Ela também destaca os avanços com o Cadastro Único, que passou por modernização em 2025, e a eficácia do Programa Nacional de Alimentação Escolar (PNAE).
A terceira frente, igualmente vital para a saída do Mapa da Fome, concentra-se nas ações relacionadas à produção e abastecimento de alimentos. Isso inclui o fortalecimento das políticas de incentivo à agricultura familiar, setor que desempenha papel crucial na oferta de alimentos frescos para a população.
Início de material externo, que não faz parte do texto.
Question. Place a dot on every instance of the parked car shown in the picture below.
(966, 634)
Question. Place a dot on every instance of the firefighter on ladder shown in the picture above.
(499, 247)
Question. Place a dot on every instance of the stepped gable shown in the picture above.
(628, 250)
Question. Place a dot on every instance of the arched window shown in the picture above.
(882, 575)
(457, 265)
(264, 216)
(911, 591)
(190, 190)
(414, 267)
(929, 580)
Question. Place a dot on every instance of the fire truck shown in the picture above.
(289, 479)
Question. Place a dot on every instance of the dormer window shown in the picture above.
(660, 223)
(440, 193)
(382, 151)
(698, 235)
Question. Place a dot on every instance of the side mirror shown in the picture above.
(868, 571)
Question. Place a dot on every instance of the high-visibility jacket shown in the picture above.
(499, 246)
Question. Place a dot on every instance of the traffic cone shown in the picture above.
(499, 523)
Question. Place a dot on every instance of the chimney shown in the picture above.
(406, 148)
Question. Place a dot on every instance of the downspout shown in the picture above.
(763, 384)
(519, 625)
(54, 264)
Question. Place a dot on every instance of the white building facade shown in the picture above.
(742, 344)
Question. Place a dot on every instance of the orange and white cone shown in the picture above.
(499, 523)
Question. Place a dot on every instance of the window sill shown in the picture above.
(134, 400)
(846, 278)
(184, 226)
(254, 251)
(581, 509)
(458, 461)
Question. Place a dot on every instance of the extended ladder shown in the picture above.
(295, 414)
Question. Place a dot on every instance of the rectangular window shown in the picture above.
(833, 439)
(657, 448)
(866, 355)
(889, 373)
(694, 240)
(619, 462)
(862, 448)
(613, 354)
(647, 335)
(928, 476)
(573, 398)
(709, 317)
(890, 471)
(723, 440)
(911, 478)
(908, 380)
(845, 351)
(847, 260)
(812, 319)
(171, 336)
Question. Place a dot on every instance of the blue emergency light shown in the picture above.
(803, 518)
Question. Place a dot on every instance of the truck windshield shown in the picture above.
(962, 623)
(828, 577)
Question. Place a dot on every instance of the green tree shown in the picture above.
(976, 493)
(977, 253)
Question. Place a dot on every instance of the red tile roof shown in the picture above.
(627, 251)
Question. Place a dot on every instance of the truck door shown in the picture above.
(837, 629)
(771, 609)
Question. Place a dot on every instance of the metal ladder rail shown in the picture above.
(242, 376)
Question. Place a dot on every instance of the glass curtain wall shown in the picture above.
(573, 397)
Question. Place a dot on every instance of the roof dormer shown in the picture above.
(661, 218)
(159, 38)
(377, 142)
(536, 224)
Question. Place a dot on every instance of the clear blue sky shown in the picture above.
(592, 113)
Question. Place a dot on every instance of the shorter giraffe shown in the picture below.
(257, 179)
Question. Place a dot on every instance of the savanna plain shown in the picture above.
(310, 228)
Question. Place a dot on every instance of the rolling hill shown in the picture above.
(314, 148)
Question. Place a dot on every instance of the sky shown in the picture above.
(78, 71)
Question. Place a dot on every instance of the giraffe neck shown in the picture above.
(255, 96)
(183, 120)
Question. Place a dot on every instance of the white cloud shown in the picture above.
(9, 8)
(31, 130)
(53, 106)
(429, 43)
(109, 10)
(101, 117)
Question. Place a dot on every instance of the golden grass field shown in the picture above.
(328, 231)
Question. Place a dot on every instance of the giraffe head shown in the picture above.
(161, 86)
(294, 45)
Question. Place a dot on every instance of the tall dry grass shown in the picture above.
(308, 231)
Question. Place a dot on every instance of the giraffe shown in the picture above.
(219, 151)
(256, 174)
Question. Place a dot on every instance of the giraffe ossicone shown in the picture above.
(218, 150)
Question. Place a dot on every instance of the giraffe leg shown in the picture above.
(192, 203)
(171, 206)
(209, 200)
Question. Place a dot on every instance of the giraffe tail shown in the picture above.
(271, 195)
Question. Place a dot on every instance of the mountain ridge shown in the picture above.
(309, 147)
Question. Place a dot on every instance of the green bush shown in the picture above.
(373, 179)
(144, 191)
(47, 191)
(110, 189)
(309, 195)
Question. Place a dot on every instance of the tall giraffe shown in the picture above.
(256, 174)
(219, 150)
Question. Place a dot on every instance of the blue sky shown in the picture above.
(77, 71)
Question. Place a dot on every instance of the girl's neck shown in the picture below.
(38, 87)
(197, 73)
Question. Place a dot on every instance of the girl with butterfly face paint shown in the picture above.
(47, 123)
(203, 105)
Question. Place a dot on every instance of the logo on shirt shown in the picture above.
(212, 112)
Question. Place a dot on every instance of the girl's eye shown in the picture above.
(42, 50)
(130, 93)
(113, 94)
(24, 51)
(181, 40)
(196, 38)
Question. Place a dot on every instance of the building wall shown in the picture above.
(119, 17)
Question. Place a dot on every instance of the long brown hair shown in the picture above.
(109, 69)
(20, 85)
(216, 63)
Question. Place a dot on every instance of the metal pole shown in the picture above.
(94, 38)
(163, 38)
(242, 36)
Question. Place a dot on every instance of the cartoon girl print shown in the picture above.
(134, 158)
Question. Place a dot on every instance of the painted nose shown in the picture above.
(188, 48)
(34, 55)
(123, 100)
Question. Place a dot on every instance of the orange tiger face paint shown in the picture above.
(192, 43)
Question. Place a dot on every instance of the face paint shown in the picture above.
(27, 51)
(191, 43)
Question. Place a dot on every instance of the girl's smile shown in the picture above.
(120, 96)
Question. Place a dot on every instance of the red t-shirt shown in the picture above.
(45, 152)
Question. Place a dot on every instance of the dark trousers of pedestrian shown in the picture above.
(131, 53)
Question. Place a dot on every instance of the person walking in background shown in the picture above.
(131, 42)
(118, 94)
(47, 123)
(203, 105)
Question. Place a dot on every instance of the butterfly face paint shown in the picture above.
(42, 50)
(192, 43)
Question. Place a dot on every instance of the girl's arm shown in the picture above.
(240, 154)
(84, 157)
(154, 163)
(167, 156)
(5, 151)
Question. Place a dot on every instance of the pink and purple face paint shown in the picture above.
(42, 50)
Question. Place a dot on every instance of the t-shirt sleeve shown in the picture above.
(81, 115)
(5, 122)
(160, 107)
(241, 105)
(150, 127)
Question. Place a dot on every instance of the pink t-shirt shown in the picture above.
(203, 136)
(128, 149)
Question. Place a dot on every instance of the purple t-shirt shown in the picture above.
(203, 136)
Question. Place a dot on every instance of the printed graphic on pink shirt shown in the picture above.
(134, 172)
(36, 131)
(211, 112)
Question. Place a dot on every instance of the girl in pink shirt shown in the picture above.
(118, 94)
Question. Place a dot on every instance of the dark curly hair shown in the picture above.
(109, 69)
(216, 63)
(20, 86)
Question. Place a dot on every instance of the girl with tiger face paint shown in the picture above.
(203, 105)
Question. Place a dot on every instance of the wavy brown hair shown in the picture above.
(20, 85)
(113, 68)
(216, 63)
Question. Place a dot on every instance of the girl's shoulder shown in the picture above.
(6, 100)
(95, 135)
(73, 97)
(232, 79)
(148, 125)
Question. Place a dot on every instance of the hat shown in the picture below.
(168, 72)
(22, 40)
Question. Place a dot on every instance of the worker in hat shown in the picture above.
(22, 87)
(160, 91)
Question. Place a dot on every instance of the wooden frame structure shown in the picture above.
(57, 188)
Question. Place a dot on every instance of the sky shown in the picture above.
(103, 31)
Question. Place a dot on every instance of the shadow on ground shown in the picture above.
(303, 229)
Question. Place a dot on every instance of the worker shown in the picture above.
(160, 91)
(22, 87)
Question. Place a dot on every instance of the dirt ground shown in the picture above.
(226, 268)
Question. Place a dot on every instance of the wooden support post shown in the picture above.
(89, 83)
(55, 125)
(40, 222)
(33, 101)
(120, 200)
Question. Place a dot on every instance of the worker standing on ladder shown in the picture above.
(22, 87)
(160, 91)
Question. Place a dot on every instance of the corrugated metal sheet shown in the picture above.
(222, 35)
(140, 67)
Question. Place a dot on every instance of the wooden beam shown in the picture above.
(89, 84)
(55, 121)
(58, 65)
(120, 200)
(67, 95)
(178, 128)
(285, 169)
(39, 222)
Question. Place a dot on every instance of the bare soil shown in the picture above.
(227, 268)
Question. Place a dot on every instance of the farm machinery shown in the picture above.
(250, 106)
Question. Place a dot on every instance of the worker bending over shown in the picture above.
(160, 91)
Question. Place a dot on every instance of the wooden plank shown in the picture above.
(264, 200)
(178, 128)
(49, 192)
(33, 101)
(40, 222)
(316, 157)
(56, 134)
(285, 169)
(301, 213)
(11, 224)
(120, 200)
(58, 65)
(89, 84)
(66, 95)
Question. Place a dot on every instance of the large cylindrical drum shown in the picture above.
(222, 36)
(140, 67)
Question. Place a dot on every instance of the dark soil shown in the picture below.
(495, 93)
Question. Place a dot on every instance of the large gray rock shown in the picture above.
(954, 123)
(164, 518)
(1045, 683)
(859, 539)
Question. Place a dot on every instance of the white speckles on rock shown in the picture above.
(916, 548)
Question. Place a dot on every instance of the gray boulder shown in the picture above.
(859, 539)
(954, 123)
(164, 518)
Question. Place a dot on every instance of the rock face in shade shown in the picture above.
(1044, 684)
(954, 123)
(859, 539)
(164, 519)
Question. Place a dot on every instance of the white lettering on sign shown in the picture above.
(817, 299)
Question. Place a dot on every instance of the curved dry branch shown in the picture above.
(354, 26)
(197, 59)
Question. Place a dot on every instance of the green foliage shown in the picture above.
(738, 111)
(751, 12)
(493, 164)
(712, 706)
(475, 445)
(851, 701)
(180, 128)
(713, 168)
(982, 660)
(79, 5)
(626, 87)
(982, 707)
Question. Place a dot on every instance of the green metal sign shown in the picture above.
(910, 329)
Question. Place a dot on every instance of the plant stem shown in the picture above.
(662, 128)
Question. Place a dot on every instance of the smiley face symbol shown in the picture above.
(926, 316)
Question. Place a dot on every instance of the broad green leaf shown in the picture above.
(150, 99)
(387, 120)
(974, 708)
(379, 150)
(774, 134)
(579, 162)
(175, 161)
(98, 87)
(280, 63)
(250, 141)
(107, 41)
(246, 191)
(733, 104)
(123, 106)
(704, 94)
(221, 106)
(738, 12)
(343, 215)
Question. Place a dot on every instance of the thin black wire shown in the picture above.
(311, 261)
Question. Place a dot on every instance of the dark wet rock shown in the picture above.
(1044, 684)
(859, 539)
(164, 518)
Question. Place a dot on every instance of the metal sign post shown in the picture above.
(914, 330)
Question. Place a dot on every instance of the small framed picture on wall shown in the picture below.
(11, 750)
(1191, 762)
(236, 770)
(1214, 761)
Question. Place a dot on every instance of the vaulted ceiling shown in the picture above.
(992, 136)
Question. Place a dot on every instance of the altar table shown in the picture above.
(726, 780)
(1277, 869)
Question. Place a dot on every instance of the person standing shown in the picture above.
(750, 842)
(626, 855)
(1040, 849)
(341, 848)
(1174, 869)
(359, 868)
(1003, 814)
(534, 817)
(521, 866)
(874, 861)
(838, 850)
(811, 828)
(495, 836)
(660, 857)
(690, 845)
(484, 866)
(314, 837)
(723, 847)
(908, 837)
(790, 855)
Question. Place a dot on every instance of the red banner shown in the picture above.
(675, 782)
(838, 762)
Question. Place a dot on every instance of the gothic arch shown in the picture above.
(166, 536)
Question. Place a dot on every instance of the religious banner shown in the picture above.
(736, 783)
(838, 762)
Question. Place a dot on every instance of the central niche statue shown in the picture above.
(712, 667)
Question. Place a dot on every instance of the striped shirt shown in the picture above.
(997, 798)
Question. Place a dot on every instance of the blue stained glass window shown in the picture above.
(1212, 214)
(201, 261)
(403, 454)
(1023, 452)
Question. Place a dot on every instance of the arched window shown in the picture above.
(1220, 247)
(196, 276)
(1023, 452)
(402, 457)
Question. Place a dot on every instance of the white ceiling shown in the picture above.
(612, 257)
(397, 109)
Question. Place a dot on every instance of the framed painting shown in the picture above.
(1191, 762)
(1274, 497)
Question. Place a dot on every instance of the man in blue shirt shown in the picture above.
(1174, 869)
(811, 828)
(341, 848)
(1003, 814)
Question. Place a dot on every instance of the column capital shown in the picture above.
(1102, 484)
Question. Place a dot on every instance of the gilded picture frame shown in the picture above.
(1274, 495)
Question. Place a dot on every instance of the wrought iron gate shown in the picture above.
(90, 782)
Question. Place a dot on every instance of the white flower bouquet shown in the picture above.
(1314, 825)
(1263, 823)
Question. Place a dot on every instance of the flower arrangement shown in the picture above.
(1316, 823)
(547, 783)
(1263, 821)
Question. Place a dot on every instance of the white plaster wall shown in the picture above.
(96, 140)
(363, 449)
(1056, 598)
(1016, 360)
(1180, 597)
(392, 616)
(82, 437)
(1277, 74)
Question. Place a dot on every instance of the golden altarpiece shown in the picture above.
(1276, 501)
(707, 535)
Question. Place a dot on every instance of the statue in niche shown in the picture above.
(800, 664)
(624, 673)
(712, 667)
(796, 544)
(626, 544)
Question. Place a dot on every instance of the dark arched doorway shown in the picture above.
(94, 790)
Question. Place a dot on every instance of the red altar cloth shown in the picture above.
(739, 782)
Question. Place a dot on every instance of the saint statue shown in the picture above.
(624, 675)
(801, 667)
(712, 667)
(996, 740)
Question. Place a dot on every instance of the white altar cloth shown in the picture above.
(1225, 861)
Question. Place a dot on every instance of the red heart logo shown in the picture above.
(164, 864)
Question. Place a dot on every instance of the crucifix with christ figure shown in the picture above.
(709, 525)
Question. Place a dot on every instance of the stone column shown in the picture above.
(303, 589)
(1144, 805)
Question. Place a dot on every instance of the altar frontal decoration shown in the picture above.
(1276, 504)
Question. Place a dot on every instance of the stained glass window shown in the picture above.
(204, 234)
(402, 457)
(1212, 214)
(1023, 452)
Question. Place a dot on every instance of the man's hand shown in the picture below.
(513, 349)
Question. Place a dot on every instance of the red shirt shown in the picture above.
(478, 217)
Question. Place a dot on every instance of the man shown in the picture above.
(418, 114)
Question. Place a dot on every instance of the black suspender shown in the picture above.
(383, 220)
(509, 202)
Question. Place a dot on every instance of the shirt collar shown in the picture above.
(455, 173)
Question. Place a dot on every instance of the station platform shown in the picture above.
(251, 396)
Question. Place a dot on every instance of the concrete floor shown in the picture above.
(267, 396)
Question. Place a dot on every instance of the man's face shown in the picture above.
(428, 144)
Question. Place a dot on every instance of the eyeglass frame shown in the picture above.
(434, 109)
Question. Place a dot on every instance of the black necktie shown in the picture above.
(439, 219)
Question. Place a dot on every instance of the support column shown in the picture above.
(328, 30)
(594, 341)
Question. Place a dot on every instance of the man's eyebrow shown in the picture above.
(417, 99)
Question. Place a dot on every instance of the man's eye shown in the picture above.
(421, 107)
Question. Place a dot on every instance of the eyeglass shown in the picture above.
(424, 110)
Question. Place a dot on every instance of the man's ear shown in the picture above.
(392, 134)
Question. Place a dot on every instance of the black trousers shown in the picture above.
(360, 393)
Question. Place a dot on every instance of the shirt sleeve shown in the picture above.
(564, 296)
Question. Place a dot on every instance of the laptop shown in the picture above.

Para a diretora do Instituto Fome Zero, o resgate e fortalecimento do Programa de Aquisição de Alimentos (PAA), que antes se encontrava praticamente inativo e sem financiamento, tem sido essencial para a agricultura familiar. “É fundamental discutir o abastecimento sob a ótica do alimento como função social, e não da terra como um mero bem para o mercado internacional de commodities”, defende.
Insegurança alimentar
Daniel Duque, economista e pesquisador associado do Instituto Brasileiro de Economia da Fundação Getulio Vargas (Ibre/FGV), também sublinha o papel central do Bolsa Família na diminuição da fome no Brasil. Ele argumenta que a expansão da assistência de renda possibilitou que milhões de famílias recuperassem seu poder de compra.
Duque aponta ainda que a desaceleração dos preços dos alimentos em relação à inflação geral, observada a partir de 2023 e mantida em 2024 e 2025, foi crucial. As boas safras nacionais contribuíram para o controle desses preços.
Paralelamente, a significativa melhoria do mercado de trabalho no mesmo período impulsionou o avanço da situação social no Brasil.
Para que o Brasil consiga se manter fora do Mapa da Fome e continue a reduzir os índices de insegurança alimentar, é imperativo preservar um cenário favorável no mercado de trabalho. “Até o momento, não há indicativos de reversão na tendência de emprego”, conclui Duque.